T Galleria Beauty by DFS at Galaxy Macau

The T Galleria Beauty by DFS at the Galaxy Macau. These branded beauty stores will feature more prominently in future, according to LVMH management.

LVMH3

 

By contrast, the Selective Retailing division witnessed an ‘excellent performance at Sephora’, although, DFS saw its development ‘impacted by economic changes in Asia’. LVMH commented: “The Selective Retailing business group recorded organic revenue growth of 5%. On a reported basis, revenue growth was 18%. Profit from recurring operations increased by 6%.

 

“Sephora had an exceptional year in terms of revenue and results and continued to gain market share in all its markets. The omni-channel strategy accelerated with numerous initiatives in several countries.

 

‘UNCERTAIN ENVIRONMENT IN ASIA…’

“DFS continues to experience an uncertain environment in Asia, as a result of currency and geopolitical changes, while its business in Japan benefited from a boom in Chinese tourism. Significant cost containment efforts were continued at DFS.”

 

One of the most dynamic divisions at LVMH in recent years has been the Wines & Spirits business group, which is now bigger than the LVMH’s Perfume & Cosmetics division. Last year, Wines & Spirirts recorded an increase in organic revenue of 6% and reported sales growth of 16%, while profit from recurring operations rose by 19%.

 

LVMH said that Champagne experienced good growth in 2015 with ‘an excellent performance in Europe, the US and Japan’, while Hennessy demonstrated strong momentum in the US across all ranges.

 

Revenue by division LVMH 2015

 

In China, the second half of the year was marked by a rebound in revenue during a year dogged by continued destocking by distributors. Other spirits, Glenmorangie and Belvedere, continued a sustained growth.

 

Turning to Perfumes & Cosmetics, this market also recorded market share gains, while benefiting from ‘successful innovations’, which led to organic revenue growth of 7% and reported sales progress of 15%.

 

DIOR TURNS IN STRONG PERFOMANCE

LVMH commented: “Profit from recurring operations increased by 26%. Christian Dior accelerated its growth and increased worldwide market share. The new men’s fragrance Sauvage experienced unprecedented worldwide success.

 

“The vitality of its iconic perfumes J’adore and Miss Dior – together with the excellent reception of new make-up products – contributed to the Maison’s remarkable performance.

 

“Guerlain demonstrated profitable growth, notably driven by the progress of  L’Homme Idéal and the continued success of the skincare ranges Orchidée Impériale and Abeille Royale. Benefit experienced strong growth driven by the originality of its products. Fresh and Make Up For Ever performed very well.”

 

LVMH 2 Louis Vuitton (Photo credit LVMH Louis Vuitton)
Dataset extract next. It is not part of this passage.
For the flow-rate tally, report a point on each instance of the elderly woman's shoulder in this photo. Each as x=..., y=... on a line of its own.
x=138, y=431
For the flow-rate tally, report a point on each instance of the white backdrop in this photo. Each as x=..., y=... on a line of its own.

Louis Vuitton (Photo credit: LVMH Louis Vuitton). Top header: Dior and Givenchy in Paris in January 2016 (Photo credit LVMH).

 

Last, but not least, the Watches & Jewelry division also delivered ‘good growth’ in jewelry, but ‘cautious purchasing behaviour’ from multi-brand watch retailers.

 

This division recorded organic revenue growth of 8% and reported basis sales progress of 19%. Profit from recurring operations increased by 53%. LVMH commented: “Bvlgari had an excellent year driven by its iconic creations and its new Diva and Lvcea collections. Bvlgari’s stores delivered excellent performances”.

 

The company added: “TAG Heuer launched with enormous success its smartwatch developed in partnership with Google and Intel, while continuing to develop its core offering. Given its strong growth, Hublot strengthened its production capacity with the opening of a second manufacturing facility in Nyon, Switzerland.”

 

LVMH ‘CONFIDENT’ FOR 2016…

Looking forward, LVMH points to ‘confidence for 2016’, despite a climate of economic, currency and geopolitical uncertainties. The company says it is ‘well-equipped’ to continue its growth momentum across all business groups in 2016. The ultimate test of its outlook is, of course, reflected in its proposed shareholder dividends.

 

As such, LVMH is to propose a dividend of €3.55 per share (+11%) at the Annual Shareholders’ Meeting on April 14, 2016.

 

This follows the interim dividend of €1.35 per share which was paid out on December 3 of last year. The balance of €2.20 per share will be paid on April 21, 2016.